When it comes to lifetime earnings, we know that higher educational attainment matters, but not all degrees are equal as far as post-college and lifetime salary potential. In previous examinations of conditions that might contribute to the gap between men and women’s annual earnings, we took a look at the growth rate of bachelor’s and above degree holders among women and men and saw that beginning in the 1980s, there was a sharp uptick in the rates of female degree holders. So if women are attaining the degrees, then could the issue be that they’re selecting majors that lack the same earning power as their male counterparts, as some schools of thought would like to hold?
Below, we’re taking a look at the current state of affairs for higher educational attainment by gender. As it stands in the MSA, women account for 54 percent of residents age 25 and older with a bachelor’s or greater, and among both men and women, those in their middle years make up the majority of degree holders.

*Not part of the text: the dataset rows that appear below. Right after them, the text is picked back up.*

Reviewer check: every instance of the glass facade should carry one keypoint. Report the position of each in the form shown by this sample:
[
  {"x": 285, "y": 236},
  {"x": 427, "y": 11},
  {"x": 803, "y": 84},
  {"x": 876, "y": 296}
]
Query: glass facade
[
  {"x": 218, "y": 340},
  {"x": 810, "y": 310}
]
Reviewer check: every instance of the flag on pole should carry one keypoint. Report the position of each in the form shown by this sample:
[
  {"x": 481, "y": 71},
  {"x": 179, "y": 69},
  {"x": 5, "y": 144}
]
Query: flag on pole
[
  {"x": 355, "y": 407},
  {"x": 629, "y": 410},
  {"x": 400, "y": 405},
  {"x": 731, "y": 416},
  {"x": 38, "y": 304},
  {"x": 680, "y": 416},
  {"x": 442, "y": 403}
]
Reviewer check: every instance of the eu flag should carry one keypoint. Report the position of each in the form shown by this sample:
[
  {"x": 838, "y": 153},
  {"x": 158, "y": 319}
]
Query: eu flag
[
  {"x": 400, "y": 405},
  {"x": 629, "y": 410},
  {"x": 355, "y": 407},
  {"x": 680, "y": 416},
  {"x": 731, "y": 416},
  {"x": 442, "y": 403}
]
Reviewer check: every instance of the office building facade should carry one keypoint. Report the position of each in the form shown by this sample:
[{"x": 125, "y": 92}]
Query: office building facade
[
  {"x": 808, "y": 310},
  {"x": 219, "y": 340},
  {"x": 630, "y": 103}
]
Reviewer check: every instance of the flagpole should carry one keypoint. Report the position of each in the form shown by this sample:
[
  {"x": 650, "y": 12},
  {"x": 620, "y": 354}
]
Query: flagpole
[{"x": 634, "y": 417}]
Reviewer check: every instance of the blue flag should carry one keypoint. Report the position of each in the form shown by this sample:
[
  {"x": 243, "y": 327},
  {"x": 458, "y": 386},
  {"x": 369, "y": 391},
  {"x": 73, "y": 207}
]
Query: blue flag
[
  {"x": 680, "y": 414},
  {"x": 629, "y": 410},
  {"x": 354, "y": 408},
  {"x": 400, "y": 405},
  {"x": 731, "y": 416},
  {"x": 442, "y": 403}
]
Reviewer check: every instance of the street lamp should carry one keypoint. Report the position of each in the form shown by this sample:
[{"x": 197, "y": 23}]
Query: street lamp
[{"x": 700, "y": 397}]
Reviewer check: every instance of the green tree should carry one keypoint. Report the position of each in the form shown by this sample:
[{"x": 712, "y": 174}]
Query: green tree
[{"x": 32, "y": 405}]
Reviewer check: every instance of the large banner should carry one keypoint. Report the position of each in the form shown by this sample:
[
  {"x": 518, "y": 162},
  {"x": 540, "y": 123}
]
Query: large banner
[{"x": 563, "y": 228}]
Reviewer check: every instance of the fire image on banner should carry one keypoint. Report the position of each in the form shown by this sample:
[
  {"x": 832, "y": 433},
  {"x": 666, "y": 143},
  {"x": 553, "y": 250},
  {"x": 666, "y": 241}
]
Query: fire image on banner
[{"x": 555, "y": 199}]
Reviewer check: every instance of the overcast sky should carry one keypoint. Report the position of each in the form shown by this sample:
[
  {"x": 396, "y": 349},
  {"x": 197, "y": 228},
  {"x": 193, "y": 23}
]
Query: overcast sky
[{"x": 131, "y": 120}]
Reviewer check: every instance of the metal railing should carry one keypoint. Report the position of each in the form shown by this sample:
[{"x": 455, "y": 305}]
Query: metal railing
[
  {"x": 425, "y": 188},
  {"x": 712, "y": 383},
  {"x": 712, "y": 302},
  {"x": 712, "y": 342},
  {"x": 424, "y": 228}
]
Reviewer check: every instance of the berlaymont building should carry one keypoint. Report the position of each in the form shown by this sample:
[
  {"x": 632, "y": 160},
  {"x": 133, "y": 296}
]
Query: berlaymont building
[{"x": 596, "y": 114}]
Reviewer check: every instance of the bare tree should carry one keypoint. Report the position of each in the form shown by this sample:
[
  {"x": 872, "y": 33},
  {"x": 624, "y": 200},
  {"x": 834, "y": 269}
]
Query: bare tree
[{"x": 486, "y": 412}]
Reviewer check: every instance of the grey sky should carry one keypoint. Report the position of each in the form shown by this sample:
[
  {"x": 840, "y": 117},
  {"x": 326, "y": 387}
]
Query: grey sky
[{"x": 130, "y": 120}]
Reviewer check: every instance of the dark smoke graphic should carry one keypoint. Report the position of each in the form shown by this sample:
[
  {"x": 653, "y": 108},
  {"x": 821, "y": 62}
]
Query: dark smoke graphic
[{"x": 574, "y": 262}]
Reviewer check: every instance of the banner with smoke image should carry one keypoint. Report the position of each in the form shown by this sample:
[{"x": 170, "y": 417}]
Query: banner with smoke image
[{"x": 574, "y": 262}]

Below, we are examining what types of degrees are held by women and men in these age groups. One caveat worth noting: The data only show the field of study for the first major of these groups. This means that if someone, say, double majored, a second field of study would not be accounted for. Likewise if someone went from an undergraduate degree in English literature to a STEM graduate degree, only the English degree would show up in these data.
Two very clear observations from the charts are that (1) there is a much greater degree of variability by age among women degree holders than men, and (2) that men of all age groups are much more likely to study science and engineering than other subjects. Another item of much note – and one that hits squarely at hypotheses around the gender pay gap – is the size of the younger age cohort of women studying science and engineering. Here, we see that there is a steady increase in the share of degrees as you move to younger generations, so much so that 31 percent of women ages 25 to 39 obtained their first degrees in science and engineering compared to 19.7 percent of women ages 65+. Among women ages 65 and older, the most popular degree field is education, and this type also has the sharpest decline as you move to younger age groups.
And as for that middle-aged group that makes up the bulk of our graduates? Women tend to hold more business degrees, with science and engineering taking a close second. Among men, science and engineering are the most common, with business coming in a distant second.